Surf the web and you’re going to find various types of commentary about Maruto. A writeup in particular amused me, that which starts with the reviewer’s enthusiasm for Toshimaru Nakamura’s “extreme frequencies” (as opposed to a supposed difficult acceptance by lots of people) followed by a nonchalant disclosure of the same writer’s damaged hearing. As illogical as this might appear – aural impairment and music analysis shouldn’t coexist in an ideal world – there’s a nucleus of seriousness in such a concept. Nakamura stands among the few sound artists I know of who is able to immediately get to the point through his work, entirely based on the handling of tones and noises born from a no-input mixing board. There’s no denying that the ensuing sonorities do affect a listener’s physical setting; occasionally, this might cause a psychological impact with unpredictable consequences. Maybe even catching something that in actuality does not exist, who knows.
Here’s how it works. Each being responds to subliminal impulses in individual and often aleatory ways, however there is a modicum of certainty in this area. One of them is that subsonic lows at consistent volume inevitably produce (in a sensible human aerial) a sense of half-clogged throbbing of the auricular membranes and a firm clutch on the skull’s back side, in turn putting the recipient in a state of partial immobility of their intellectual action. My long-time life companion – by now used, throughout 23 years, to all sorts of auditory torment (including records of much inferior pedigree), abruptly cut off a task of data transcription she was attempting to carry out, politely asking to halt the playback. On the diametric end of the compass, as soon as the higher frequencies materialized this morning, outside the window a group of birds – previously inaudible – started chirping involvedly, seemingly attracted by those capillary waves. My own experience brought the recognition of an impossibility to scan the entire gamut of pitches when listening via speakers, whereas a headphone session (we’re talking Beyerdynamic D 770 Pro, not bargain-priced iPod stuff) introduced a whole new range of presences that, if missed, lessen the record’s apparent worth quite a bit.

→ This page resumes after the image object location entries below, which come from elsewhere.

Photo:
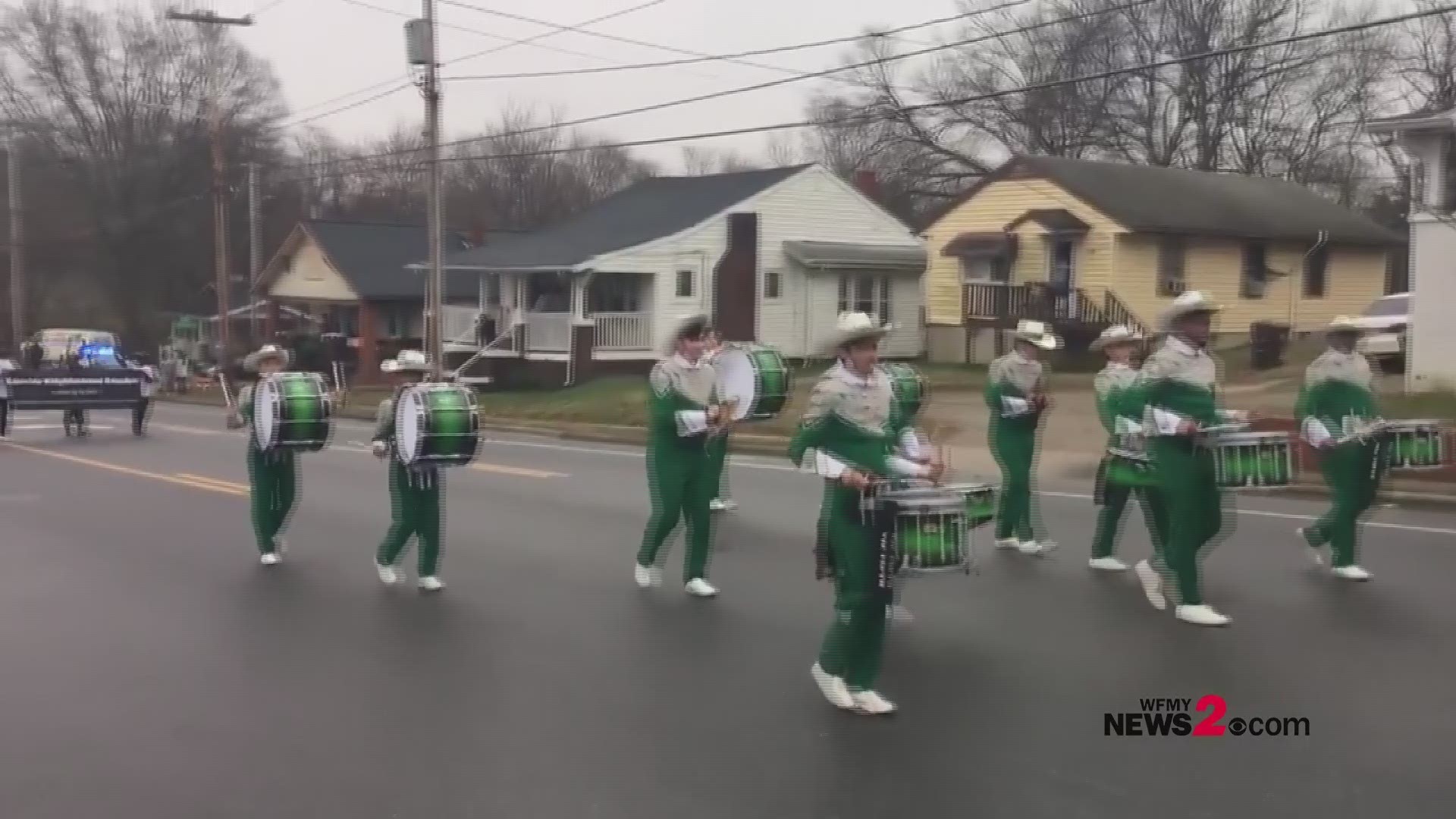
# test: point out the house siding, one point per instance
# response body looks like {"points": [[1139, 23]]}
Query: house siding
{"points": [[992, 209], [309, 276], [810, 206], [1354, 278]]}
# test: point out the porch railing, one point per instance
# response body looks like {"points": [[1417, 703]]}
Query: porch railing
{"points": [[548, 333], [623, 331]]}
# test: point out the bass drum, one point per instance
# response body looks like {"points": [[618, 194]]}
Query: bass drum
{"points": [[436, 425], [912, 391], [291, 411], [756, 376]]}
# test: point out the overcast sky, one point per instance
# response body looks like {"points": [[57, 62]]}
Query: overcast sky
{"points": [[328, 49]]}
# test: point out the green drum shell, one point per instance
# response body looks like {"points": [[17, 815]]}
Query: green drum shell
{"points": [[302, 416], [1253, 461], [912, 390], [446, 426]]}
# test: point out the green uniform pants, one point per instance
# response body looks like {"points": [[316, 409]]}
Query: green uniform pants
{"points": [[1353, 483], [414, 500], [682, 484], [1110, 518], [1015, 452], [855, 643], [1194, 509], [273, 488]]}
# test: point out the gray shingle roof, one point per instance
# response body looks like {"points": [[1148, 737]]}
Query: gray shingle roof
{"points": [[373, 259], [1174, 200], [641, 213]]}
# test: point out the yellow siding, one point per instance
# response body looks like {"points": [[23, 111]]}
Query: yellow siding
{"points": [[1354, 279], [993, 209], [309, 276]]}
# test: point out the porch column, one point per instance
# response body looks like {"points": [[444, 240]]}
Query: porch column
{"points": [[369, 346]]}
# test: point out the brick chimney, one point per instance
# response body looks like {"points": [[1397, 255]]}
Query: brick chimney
{"points": [[867, 183]]}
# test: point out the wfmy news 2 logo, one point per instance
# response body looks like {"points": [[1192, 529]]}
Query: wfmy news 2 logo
{"points": [[1206, 717]]}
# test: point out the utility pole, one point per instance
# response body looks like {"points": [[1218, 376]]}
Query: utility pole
{"points": [[17, 243], [224, 340], [421, 41], [254, 253]]}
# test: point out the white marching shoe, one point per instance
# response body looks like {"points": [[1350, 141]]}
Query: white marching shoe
{"points": [[1350, 573], [1152, 585], [833, 689], [647, 576], [388, 575], [1201, 615], [701, 588], [873, 703]]}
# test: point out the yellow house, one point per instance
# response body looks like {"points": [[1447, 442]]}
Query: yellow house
{"points": [[1092, 243]]}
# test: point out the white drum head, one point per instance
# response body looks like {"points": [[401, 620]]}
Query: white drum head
{"points": [[737, 379], [408, 413], [265, 423]]}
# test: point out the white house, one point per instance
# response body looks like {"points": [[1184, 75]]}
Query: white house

Those insidiously subtle nuances highlight the fundamental compositional traits in Maruto, whose formation is not that complex in spite of its protracted conception. The mixer’s hiss, ceaseless. An erratic preamble lasting five minutes or so, then a fixed hum taking command from then, with imperceptibly attenuating power in the final third and a minor variation in pitch, until the conclusion where this low tone – eventually left alone – is escorted by infinitesimal signals that only later reveal themselves to be coming from our ears. Temporary tinnitus, if you will. Over this foundation, all the variations devised by Nakamura – in conformation, colouration and dynamic, from virtually non-existent to penetratingly pragmatical – reinforce the work’s structure. A solid, no-frills set whose core value lies in its starkness, totally devoid of philosophies, immaterial implications and other kinds of verbose gadgetry.
In a word: let the sounds be, let the humans do the otiose talking. Some things never change.